Acheter des titres d’agences et d’institutions internationales européennes qui soutiennent l’investissement

L’Eurosystème est autorisé dans le cadre du PSPP à acheter les titres émis par les institutions qui financent des projets d'investissement européens, telles que la Banque européenne d'investissement (BEI). Ces achats semblent souhaitables parce qu’ils sont orientés vers les objectifs de croissance à long terme tout en soutenant la demande insuffisante de la zone euro. Ils approfondissent également l'intégration européenne, ce qui n‘est pas un luxe dans le contexte européen actuel ! A ce jour, les achats de ces titres par l’Eurosystème sont limités à 12% du programme. Augmenter sensiblement cette limite rendrait le QE plus efficace.

Dans son programme d’achats de titres publics, la BCE établit une distinction entre les « agences » nationales garanties par les Etats et les « institutions européennes ». Cette distinction pourrait s’avérer essentielle car contrairement aux titres des institutions européennes, les achats de titres d’agences ne sont pas contraints par le plafond de 12%. La BCE a indiqué que les banques centrales nationales pourraient choisir elles-mêmes entre les obligations souveraines ou celles des agences, et que si elles n’étaient pas en mesure d'exécuter les achats mensuels prévus de ces titres, elles auraient la possibilité d'acheter des obligations des "institutions européennes" à la place. Cela signifie que la BCE serait en mesure de soutenir massivement l'investissement public tout simplement en achetant des obligations des banques nationales d’investissement, telles que la Caisse des Dépôts et Consignations (CDC), Kreditanstalt für Wiederaufbau (KFW) ou Instituto de Credito Oficial de l'Espagne (ICO), ou de la BEI, ou même les instruments émis dans le cadre du Plan Juncker, à la place de leurs homologues souverains.

Les achats de titres émis par les agences pourraient devenir l'épine dorsale du QE. Cependant, pour cela, il faudra que les Banques centrales nationales fassent preuve de discernement dans leurs achats pour éviter des mécontentements inutiles.
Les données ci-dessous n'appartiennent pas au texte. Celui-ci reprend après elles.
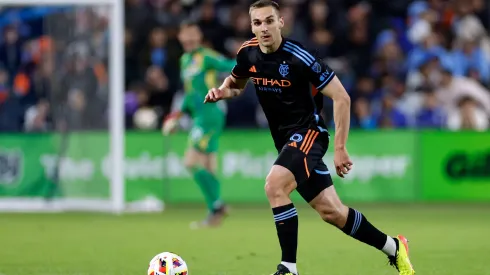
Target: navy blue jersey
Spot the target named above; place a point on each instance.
(283, 82)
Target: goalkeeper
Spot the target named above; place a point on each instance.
(199, 67)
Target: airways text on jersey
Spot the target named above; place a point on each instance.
(283, 81)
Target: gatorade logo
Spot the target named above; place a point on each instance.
(10, 167)
(468, 166)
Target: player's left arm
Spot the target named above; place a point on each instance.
(327, 83)
(341, 109)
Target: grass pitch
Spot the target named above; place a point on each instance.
(444, 239)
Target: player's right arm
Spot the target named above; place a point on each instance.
(235, 83)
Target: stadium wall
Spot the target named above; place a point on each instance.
(389, 166)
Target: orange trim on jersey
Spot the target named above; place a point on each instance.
(250, 43)
(307, 137)
(314, 91)
(306, 168)
(309, 140)
(237, 76)
(312, 140)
Il semble que les banquiers centraux l’ont bien compris. En effet, la liste des organismes admissibles mise à jour par la BCE le 15 avril couvre une gamme d’institutions plus large que précédemment. Certes, cette liste inclut encore des organismes comme la CADES et l'Unedic - des organismes qui ont peu à voir avec l'investissement et la croissance à long terme. Les autorités monétaires ont jugé judicieux de leur adjoindre des émetteurs plus « orthodoxes » pour éviter une éventuelle désapprobation des opinions publiques européennes.


Utiliser le QE pour diversifier la structure de financement de l'économie de la zone euro

Mais un financement direct de l'économie réelle par la BCE pourrait prendre une autre forme : les achats substantiels des titres émis par les sociétés non financières. Jusqu’à présent, la BCE a privilégié les achats de titres du secteur financier, tels que les obligations sécurisées des banques et les ABS. Cependant, cette focalisation sur les titres émis par les banques est problématique car le secteur bancaire est engagé dans un long processus de consolidation de bilan et ses capacités d’augmenter l'offre de crédit restent limitées. En optant plutôt pour les instruments financiers émis directement par des entreprises, la BCE offrirait un financement alternatif aux entreprises pour mener à bien leurs projets d’investissement, et ce faisant accélérerait sans doute la reprise de l'économie de la zone euro.

Les achats des obligations d'entreprise par la BCE et l’intervention directe dans le développement de ces marchés en Europe n’est pas sans risque. Néanmoins, cette politique peut être constructive si elle est conduite avec précaution. Tout d'abord, le développement des marchés obligataires européens doit aller de pair avec une réglementation appropriée. Deuxièmement, l'impact d’interventions potentiellement massives de la BCE sur la liquidité des marchés devrait être minimisé. Ces questions pourraient être coordonnées dans le cadre de l’Union des marchés des capitaux (Capital Markets Union - CMU) prévue par la Commission européenne.